Если попробовать словить баланс на качающемся стуле — звук скрипа удлиняется. Осознать, к черту анализ, важен эффект. Запомнить.
Два коротких скрипа, один длинный, а на нем — щелкнуть пальцами. Напряги фантазию — и получится сигнал sos. Кого спасаем, слепенький?
Выбирай ты.
Шварц почувствовал, как от лица отхлынула кровь. Так иногда бывало на концертах — когда особенно погружался в песню. Когда переставал различать реальность, сумрачные лица и собственные слова. Когда стиралась грань между Гельхом и Джилли.
В голосе появляется усталость и изнуренность. А там, в баре, где на тебя смотрел брат — эхо. Без помощи звукаря.
— «Шутки с дьяволом всегда боком выходят», — глядя в окно, врач отвечал, — «таких, как ты, ко мне много приходят, но очень немногим я помогал. Вопрос не в деньгах, не в страхе, не в совести», — оставаясь неподвижным врач продолжал, — «мне так же не нужно ни славы, ни почести, — «не навредить» когда-то я клятву давал».
Не алкоджаз, похоронный диксиленд без бесконечного хеппи-энда.
Оглушающая тишина внутри, звуки снаружи — скомпенсировать. Рукой, с сигаретой, провести по макушке, потянуть волосы. Чтобы почувствовать.
Своя пока на месте.

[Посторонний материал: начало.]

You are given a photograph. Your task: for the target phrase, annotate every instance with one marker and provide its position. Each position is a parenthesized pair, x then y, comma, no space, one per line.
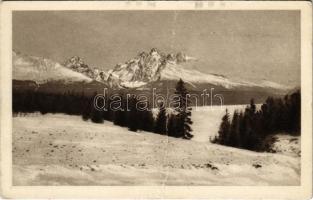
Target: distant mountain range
(143,72)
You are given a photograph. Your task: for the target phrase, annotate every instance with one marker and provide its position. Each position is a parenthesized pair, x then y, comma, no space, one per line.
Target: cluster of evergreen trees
(128,115)
(250,129)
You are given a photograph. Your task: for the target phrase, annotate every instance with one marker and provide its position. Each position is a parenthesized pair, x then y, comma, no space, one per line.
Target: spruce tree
(234,139)
(224,130)
(184,111)
(160,124)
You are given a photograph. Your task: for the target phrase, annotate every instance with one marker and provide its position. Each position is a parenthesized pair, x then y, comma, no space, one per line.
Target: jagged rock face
(145,68)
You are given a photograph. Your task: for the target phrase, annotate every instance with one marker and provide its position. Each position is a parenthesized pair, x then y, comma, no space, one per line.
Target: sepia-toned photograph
(158,97)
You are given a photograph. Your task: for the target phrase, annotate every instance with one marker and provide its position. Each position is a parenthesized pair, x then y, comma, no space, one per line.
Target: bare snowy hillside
(43,70)
(64,150)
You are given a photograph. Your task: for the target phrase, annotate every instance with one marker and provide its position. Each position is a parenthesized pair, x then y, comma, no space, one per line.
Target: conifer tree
(184,111)
(224,130)
(160,124)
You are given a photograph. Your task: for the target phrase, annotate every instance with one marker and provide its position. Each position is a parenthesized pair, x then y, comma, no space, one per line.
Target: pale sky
(246,45)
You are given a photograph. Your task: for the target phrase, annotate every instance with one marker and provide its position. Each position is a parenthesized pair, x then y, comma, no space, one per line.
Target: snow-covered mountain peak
(144,68)
(77,64)
(42,70)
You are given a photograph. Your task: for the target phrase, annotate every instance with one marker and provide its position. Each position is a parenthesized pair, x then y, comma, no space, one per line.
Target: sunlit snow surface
(65,150)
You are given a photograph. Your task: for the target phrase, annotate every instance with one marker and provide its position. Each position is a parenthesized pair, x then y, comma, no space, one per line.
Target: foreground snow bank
(64,150)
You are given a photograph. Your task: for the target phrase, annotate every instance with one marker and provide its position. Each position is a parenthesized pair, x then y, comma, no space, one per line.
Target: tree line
(175,124)
(249,129)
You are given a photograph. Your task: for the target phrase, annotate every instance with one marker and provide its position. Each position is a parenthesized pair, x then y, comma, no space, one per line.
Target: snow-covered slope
(42,70)
(77,64)
(64,150)
(155,66)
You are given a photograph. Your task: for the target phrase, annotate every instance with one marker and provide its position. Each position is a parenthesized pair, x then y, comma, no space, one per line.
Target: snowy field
(64,150)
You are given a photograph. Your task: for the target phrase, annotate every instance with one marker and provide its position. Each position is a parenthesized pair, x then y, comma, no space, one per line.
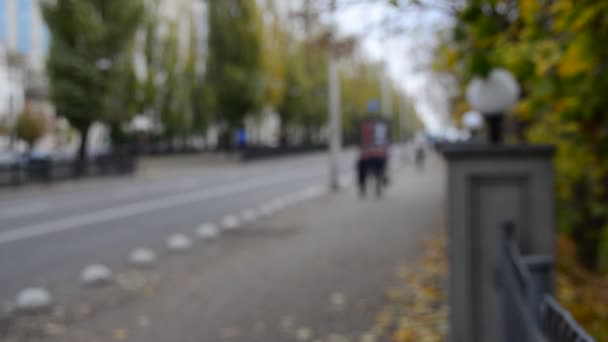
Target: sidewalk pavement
(314,272)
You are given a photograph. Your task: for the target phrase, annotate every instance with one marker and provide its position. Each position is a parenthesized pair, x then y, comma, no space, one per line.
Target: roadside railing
(531,313)
(48,170)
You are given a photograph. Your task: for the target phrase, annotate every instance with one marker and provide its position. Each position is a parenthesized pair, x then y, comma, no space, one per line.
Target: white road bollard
(249,215)
(266,210)
(178,243)
(33,300)
(278,204)
(142,257)
(231,223)
(207,232)
(96,275)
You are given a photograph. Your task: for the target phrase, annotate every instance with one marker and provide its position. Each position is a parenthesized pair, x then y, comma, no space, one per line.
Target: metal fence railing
(531,313)
(48,170)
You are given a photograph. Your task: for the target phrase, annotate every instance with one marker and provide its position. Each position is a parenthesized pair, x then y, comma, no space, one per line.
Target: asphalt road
(48,235)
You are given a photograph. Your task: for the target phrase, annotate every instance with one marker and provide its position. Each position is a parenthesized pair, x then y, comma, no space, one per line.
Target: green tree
(89,40)
(234,64)
(30,126)
(274,50)
(174,97)
(195,85)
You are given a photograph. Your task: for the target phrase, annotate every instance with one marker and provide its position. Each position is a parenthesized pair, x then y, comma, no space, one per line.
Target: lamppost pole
(335,131)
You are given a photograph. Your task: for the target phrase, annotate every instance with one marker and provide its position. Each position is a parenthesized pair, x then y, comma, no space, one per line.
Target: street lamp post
(488,185)
(472,121)
(493,96)
(335,130)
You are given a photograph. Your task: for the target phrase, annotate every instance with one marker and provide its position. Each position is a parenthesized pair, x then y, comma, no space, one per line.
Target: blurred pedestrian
(373,158)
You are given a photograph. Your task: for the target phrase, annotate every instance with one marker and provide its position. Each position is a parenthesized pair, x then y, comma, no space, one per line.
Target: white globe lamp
(493,96)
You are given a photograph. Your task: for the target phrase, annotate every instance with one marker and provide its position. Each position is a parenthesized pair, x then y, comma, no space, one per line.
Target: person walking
(373,157)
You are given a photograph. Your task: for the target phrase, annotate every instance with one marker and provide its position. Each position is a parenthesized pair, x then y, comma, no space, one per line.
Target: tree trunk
(589,232)
(81,160)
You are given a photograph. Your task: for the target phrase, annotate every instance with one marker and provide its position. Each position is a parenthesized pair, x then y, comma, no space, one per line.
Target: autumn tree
(556,50)
(89,39)
(30,126)
(234,64)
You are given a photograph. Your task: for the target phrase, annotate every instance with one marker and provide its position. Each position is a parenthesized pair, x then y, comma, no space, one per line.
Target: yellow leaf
(584,17)
(562,6)
(528,9)
(574,61)
(405,335)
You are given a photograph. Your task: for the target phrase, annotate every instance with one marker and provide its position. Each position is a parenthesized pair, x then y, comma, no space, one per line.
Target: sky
(407,52)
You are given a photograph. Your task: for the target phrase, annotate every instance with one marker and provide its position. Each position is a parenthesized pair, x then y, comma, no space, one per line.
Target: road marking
(133,209)
(24,210)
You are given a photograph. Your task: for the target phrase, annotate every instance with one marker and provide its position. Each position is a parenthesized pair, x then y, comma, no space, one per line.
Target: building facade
(22,30)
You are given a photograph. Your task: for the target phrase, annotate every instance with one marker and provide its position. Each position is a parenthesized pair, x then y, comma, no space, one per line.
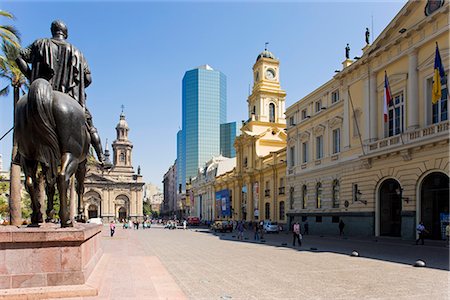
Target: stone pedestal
(48,256)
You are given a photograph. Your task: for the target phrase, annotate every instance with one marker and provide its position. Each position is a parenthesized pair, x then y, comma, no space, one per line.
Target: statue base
(346,63)
(47,256)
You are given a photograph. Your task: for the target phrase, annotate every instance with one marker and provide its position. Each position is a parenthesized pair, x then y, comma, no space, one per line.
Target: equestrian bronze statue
(53,127)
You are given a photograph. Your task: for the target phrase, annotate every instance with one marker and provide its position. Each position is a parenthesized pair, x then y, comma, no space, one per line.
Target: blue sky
(138,53)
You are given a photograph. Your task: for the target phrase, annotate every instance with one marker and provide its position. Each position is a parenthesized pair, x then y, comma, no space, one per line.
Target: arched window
(281,210)
(336,189)
(267,211)
(272,112)
(291,197)
(319,195)
(304,196)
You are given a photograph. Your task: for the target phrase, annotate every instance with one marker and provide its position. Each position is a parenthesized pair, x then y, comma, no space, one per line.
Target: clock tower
(122,147)
(267,101)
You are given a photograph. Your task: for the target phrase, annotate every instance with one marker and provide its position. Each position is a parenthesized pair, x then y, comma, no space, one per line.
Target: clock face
(270,74)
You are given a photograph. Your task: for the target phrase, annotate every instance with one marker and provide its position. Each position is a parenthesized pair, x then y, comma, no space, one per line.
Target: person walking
(306,227)
(240,228)
(447,233)
(296,234)
(256,230)
(112,228)
(341,227)
(420,231)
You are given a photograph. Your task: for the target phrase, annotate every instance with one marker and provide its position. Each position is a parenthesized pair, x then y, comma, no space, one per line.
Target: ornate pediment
(93,177)
(335,122)
(319,130)
(304,136)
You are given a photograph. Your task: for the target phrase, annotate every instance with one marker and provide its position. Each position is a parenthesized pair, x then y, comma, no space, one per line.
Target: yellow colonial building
(117,193)
(256,185)
(347,162)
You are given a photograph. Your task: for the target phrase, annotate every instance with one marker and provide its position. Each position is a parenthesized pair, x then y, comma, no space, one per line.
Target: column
(412,96)
(346,121)
(366,133)
(374,116)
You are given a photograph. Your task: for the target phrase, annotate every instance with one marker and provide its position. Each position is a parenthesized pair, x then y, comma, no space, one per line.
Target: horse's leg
(31,182)
(69,165)
(80,175)
(50,192)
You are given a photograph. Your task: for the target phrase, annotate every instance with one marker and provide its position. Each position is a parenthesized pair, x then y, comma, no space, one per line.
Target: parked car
(193,221)
(222,226)
(270,227)
(95,221)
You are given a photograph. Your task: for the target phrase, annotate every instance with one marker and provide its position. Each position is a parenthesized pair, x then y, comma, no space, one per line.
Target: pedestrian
(296,234)
(112,228)
(261,229)
(447,233)
(306,227)
(420,231)
(341,227)
(256,230)
(240,228)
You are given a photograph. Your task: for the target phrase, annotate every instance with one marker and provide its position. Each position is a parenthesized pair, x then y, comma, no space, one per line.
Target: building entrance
(122,213)
(434,204)
(390,208)
(92,211)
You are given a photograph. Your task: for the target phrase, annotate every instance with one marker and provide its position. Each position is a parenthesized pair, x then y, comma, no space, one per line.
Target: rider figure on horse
(65,68)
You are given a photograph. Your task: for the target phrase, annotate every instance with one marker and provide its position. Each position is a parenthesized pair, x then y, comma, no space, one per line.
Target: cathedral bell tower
(122,147)
(267,101)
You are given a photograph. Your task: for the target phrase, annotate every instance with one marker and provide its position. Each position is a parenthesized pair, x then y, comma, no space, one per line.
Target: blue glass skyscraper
(228,133)
(203,110)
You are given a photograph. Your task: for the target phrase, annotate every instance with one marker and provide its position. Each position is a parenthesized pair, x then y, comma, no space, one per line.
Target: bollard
(419,263)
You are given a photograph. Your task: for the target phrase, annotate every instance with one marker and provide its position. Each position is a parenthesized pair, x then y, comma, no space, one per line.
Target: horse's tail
(40,112)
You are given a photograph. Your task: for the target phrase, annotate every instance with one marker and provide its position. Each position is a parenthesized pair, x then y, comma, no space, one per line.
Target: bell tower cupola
(267,101)
(122,147)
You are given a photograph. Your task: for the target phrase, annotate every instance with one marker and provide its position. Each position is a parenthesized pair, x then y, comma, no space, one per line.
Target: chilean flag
(387,97)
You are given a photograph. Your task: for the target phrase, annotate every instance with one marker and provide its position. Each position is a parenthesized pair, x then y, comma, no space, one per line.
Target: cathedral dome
(267,54)
(122,122)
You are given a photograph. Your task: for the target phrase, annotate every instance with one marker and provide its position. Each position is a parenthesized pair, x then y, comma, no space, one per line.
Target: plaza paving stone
(159,263)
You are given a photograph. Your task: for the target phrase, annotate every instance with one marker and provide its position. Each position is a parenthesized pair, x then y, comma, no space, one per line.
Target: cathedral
(115,193)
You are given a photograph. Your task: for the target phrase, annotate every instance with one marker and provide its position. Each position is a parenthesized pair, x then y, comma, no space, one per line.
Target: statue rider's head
(58,28)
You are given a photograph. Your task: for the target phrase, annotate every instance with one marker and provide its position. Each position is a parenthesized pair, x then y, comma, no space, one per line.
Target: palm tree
(8,33)
(10,71)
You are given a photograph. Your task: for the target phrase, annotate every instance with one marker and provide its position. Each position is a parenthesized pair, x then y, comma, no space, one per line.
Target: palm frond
(12,31)
(4,91)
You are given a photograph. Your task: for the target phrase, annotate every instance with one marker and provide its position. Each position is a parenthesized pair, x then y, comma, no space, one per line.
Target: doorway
(390,208)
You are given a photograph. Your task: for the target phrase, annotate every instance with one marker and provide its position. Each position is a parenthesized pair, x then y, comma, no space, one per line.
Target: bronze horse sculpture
(51,131)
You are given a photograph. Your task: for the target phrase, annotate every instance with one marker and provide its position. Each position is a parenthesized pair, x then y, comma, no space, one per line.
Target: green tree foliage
(147,209)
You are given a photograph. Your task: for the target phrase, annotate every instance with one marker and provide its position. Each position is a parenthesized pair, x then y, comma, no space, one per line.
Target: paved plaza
(159,263)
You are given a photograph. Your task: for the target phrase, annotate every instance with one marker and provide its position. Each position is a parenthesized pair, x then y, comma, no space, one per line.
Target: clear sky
(138,53)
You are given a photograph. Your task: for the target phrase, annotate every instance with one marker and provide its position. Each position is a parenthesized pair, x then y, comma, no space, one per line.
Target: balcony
(418,136)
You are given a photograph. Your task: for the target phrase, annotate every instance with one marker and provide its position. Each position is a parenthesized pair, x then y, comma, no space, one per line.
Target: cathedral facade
(115,193)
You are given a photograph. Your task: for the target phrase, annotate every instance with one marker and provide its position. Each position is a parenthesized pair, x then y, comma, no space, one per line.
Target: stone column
(373,107)
(346,121)
(412,100)
(367,103)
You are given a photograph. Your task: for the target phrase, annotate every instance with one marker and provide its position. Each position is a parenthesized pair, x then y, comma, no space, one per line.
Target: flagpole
(356,122)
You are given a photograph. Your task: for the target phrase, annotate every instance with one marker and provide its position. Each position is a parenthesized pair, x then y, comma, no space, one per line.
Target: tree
(11,72)
(8,33)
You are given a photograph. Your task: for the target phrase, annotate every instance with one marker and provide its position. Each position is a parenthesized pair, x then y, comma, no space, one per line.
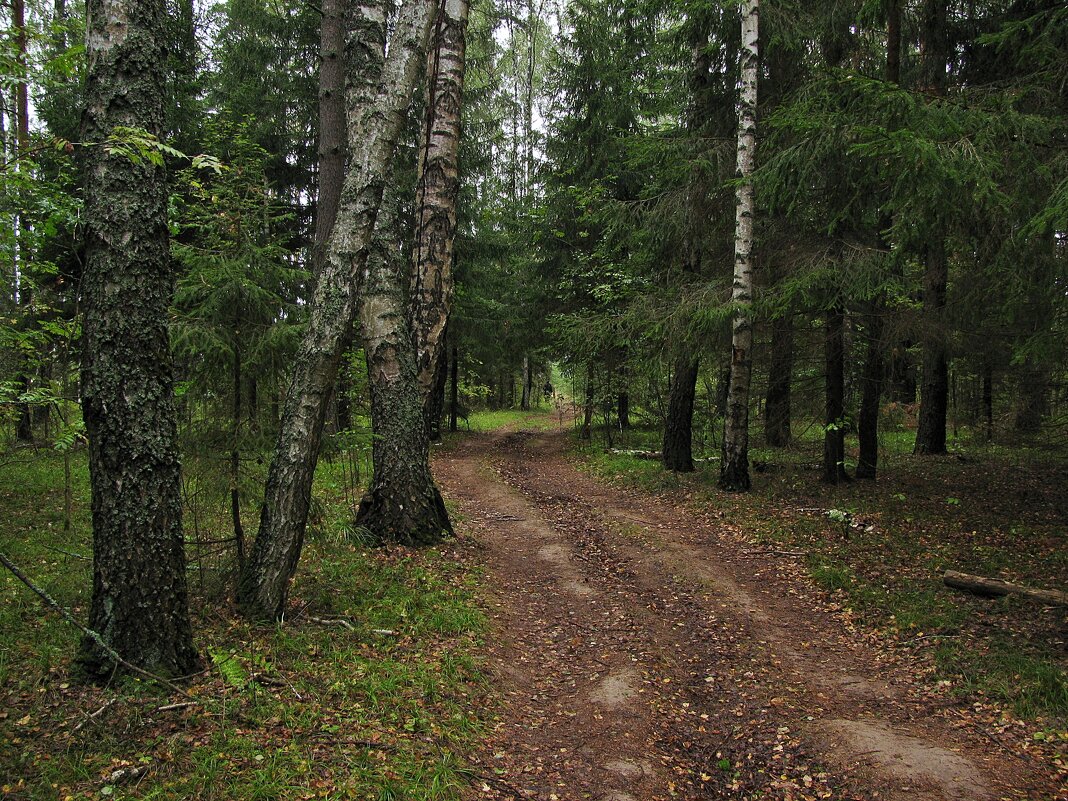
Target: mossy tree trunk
(403,503)
(677,451)
(139,605)
(377,103)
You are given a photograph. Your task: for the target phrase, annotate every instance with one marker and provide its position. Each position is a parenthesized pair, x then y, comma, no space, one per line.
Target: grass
(987,509)
(376,709)
(537,419)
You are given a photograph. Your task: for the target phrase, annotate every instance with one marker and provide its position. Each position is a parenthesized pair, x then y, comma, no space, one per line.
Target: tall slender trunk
(776,407)
(24,423)
(436,197)
(867,424)
(525,397)
(988,398)
(935,381)
(454,397)
(331,172)
(235,461)
(587,409)
(677,450)
(139,605)
(734,468)
(403,503)
(376,116)
(834,432)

Дурная, небритая, безумная — но своя.
Отстранено, в районе гипофиза, подумать о том, что Кихот не единственный посетитель помещения приторных кофейных запахов. Спокуха, Гельх, показуха — для одного.
Показуха, Джилли?
— «Пришел к тебе я за помощью, хотя и звучит все это как бред». — Сейчас — вскрикнуть безнадежно: — «Прошу: отрежь эту проклятую голову, не нанесешь ты этим мне вред!..» — Снова пауза. — Доктор зажмурился, взяв прозекторский нож. Перекрестился и сделал пациенту знак: «Надеюсь, все это не Дьявола ложь, и моя душа за тобой не провалится в Ад».
Гулкий удар оркестровых тарелок. В реальности Кихота — удар тыльной стороной по столешнице.
Открыть глаза с расширенными зрачками. Две черные точки впились «взглядом» в вынужденного слушателя. Шрамы на веках углубились.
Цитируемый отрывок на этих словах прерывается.